The vast majority of Americans now vote through an election ecosystem built on machines, scanners, tabulators, centralized databases, and software layers that few officials can explain and fewer citizens can independently audit. This ecosystem does not eliminate fraud. It relocates fraud into places the public cannot easily see.
Electronic voting systems invite manipulation because they rely on computers. Computers obey code. Code gets written, altered, updated, patched, and maintained by people with incentives, biases, and vulnerabilities. Any system dependent on code and opaque tabulation invites distrust — and it invites actors with resources to exploit it.
Hardware alone raises the first national security issue. Election machines rely on electronic components manufactured in communist China or Taiwan. China is an enemy nation. A hostile regime’s manufacturing ecosystem should not sit inside critical infrastructure, and elections sit at the heart of critical infrastructure. When Americans hear that the parts driving their voting system originate in China, many react with disbelief. That reaction is rational.
Software raises a second issue. Major election technology has been developed, maintained, or designed across foreign jurisdictions — Venezuela, Canada, Serbia — with American developers in the mix. Even when parts of that reporting prove disputed or exaggerated in public debate, the broader fact remains: A modern electronic election system creates a sprawling supply chain of hardware and software dependencies that pushes election integrity far outside the direct control of any voter, precinct worker, or local official.

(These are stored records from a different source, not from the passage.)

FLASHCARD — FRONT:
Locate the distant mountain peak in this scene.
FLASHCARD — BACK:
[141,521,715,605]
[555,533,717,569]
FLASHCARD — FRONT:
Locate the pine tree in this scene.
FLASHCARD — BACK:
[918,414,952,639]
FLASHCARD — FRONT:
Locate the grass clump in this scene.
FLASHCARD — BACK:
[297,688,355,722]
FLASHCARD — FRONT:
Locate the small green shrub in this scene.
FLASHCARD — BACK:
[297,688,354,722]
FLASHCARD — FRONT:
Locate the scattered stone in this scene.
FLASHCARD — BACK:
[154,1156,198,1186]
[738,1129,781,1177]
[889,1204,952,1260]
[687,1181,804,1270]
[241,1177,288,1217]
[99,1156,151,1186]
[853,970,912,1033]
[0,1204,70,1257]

An enemy regime does not need to ‘flip votes’ to win. It can accomplish its goals by shredding trust, delegitimizing outcomes, and pushing Americans toward internal conflict.
Ownership and investment raise a third issue. The purchase and financing structures surrounding major election vendors have generated persistent public questions, including questions about foreign investment exposure and the presence of overseas investors with legal obligations to their own regimes. The press largely refused to investigate those questions in any serious way after 2020. Instead, it treated the questions themselves as illegitimate — which encouraged distrust rather than resolving it.

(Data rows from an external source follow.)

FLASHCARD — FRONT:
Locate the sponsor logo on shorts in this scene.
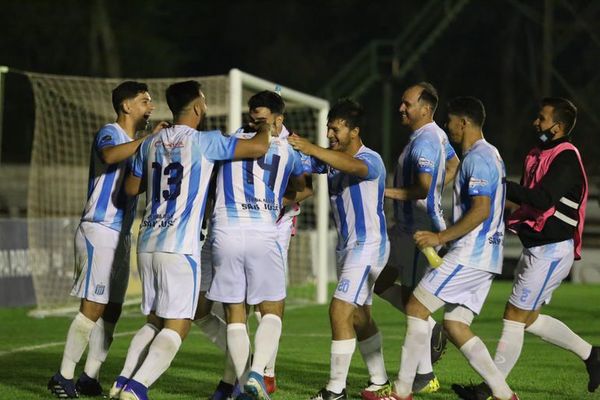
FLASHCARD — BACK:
[337,279,350,293]
[94,285,106,296]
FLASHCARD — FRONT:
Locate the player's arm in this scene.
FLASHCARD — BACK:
[99,121,169,164]
[444,153,460,186]
[288,136,369,178]
[384,172,432,201]
[233,122,273,160]
[414,196,491,248]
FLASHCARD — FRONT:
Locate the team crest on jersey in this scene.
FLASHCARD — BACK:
[94,285,106,296]
[417,157,434,168]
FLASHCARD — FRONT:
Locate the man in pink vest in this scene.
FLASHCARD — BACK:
[453,97,600,400]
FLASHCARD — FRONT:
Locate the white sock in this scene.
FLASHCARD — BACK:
[494,319,525,378]
[194,313,227,352]
[460,336,513,399]
[83,318,115,379]
[133,328,181,387]
[265,342,279,378]
[60,313,96,379]
[394,316,431,397]
[525,314,592,360]
[227,323,250,380]
[417,316,435,374]
[252,314,281,375]
[358,332,388,385]
[379,284,406,314]
[327,339,356,393]
[119,324,158,378]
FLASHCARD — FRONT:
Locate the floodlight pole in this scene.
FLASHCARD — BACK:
[0,65,8,164]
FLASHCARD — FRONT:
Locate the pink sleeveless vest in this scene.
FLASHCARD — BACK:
[507,142,588,260]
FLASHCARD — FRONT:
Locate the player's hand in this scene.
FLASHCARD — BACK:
[288,136,317,156]
[413,231,442,249]
[152,121,171,135]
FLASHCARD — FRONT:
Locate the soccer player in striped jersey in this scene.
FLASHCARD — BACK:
[289,99,390,400]
[452,97,600,400]
[48,81,162,398]
[110,81,271,400]
[378,97,517,400]
[206,91,305,399]
[375,82,458,393]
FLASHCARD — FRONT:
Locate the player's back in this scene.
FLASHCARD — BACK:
[322,146,388,254]
[81,123,135,232]
[394,122,455,234]
[445,139,506,273]
[213,132,304,226]
[133,125,235,254]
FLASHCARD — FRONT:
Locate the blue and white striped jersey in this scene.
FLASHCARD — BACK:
[132,125,237,255]
[312,146,388,258]
[211,126,305,226]
[394,122,455,234]
[81,123,136,232]
[444,139,506,274]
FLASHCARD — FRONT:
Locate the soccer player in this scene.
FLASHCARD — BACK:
[375,82,458,393]
[289,99,390,400]
[453,97,600,399]
[110,81,271,400]
[206,91,305,399]
[200,91,312,400]
[372,97,517,400]
[48,81,163,398]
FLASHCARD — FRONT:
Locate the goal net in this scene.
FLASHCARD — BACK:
[26,69,331,310]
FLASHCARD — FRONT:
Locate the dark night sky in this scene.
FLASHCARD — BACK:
[0,0,600,174]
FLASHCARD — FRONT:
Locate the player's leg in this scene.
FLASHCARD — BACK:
[353,304,391,392]
[120,253,200,400]
[48,223,118,398]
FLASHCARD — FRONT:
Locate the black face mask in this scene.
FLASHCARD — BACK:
[537,124,556,143]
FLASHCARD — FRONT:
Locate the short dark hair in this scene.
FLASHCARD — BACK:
[448,96,485,127]
[166,81,202,116]
[415,82,440,115]
[327,98,365,129]
[248,90,285,114]
[542,97,577,135]
[112,81,148,114]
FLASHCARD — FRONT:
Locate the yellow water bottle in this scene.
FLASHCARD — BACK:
[421,246,444,268]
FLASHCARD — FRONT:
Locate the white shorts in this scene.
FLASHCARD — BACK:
[138,252,200,319]
[419,261,494,314]
[388,226,429,288]
[206,226,286,305]
[333,244,390,306]
[71,222,131,304]
[200,234,213,292]
[508,240,573,310]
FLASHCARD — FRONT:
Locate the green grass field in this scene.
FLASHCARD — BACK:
[0,282,600,400]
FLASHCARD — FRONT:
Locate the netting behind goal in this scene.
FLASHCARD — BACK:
[27,73,330,309]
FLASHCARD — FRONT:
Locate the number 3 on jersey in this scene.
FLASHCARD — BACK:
[152,162,183,202]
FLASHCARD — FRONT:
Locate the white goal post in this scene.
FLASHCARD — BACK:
[0,69,334,315]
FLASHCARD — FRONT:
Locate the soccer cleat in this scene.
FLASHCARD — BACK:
[75,372,102,397]
[108,376,129,400]
[263,375,277,394]
[452,382,493,400]
[244,371,271,400]
[584,346,600,392]
[208,381,234,400]
[119,379,149,400]
[413,372,440,393]
[48,372,79,399]
[310,388,348,400]
[431,323,448,364]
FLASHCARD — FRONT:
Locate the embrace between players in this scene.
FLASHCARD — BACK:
[48,81,600,400]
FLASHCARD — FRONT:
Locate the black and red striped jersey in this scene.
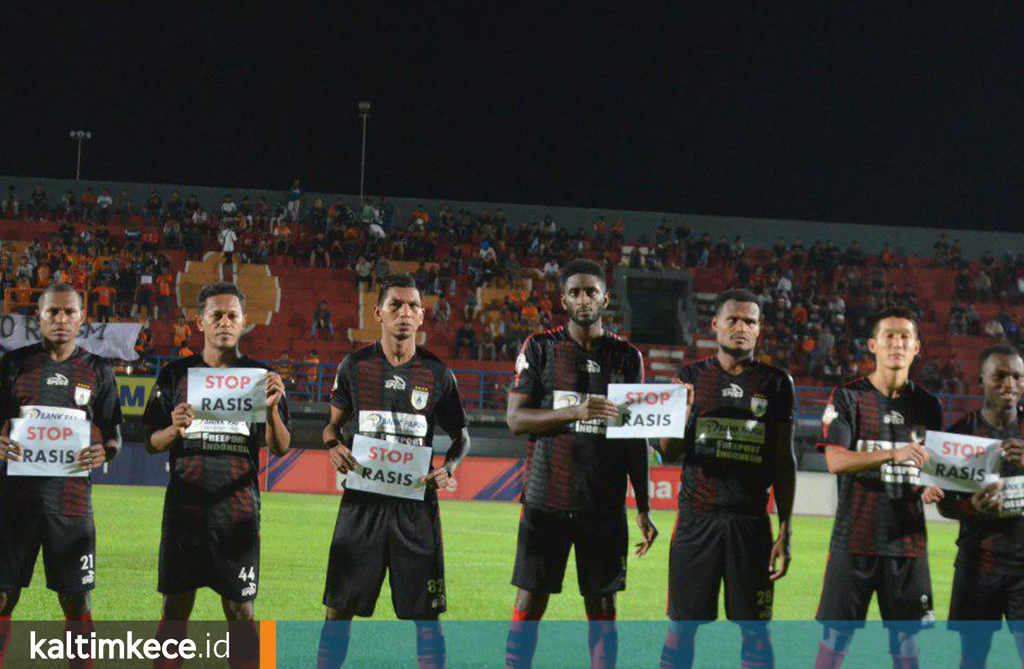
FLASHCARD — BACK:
[511,327,649,512]
[0,342,121,516]
[143,353,292,528]
[818,377,942,557]
[331,341,466,502]
[946,411,1024,576]
[679,356,796,515]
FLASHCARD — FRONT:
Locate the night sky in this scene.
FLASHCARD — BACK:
[0,0,1024,231]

How did such systems enter American elections in the first place?
The answer points to intelligence and counterintelligence failure.
Modern warfare is not limited to bombs and bullets. Modern warfare includes political warfare, cyber operations, influence campaigns, and the exploitation of social fractures. Any hostile regime with the ability to damage American legitimacy has an interest in doing so. An enemy regime does not need to “flip votes” to win. It can accomplish its goals by shredding trust, delegitimizing outcomes, and pushing Americans toward internal conflict.
U.S. counterintelligence should treat election seasons as high-value windows for hostile activity, because elections present the most valuable target in American political life. Yet the United States behaved as if such threats belonged in the realm of conspiracy rather than standard national-security planning.
Warnings existed before 2020. HBO’s 2020 documentary “Kill Chain: The Cyber War on America’s Elections,” produced primarily in 2019 by Finnish computer programmer and documentarian Harri Hursti, laid out vulnerabilities in electronic voting systems.
The film included Senators Elizabeth Warren (D-Mass.), Amy Klobuchar (D-Minn.), and Ron Wyden (D-Ore.), each of whom criticized election technology and raised concerns about trust, auditability, and system integrity. The documentary’s premise focused on the fear that Russia would steal the election for Donald Trump. In other words, prominent Democrats publicly argued that electronic systems could not be trusted — right up until those arguments became politically inconvenient.
The documentary’s partisan framing does not matter. The underlying point does: A computer-based system can be manipulated, and the mere possibility of manipulation creates a legitimacy crisis for any contested outcome. A republic cannot function when half the country believes the outcome was engineered by an opaque system.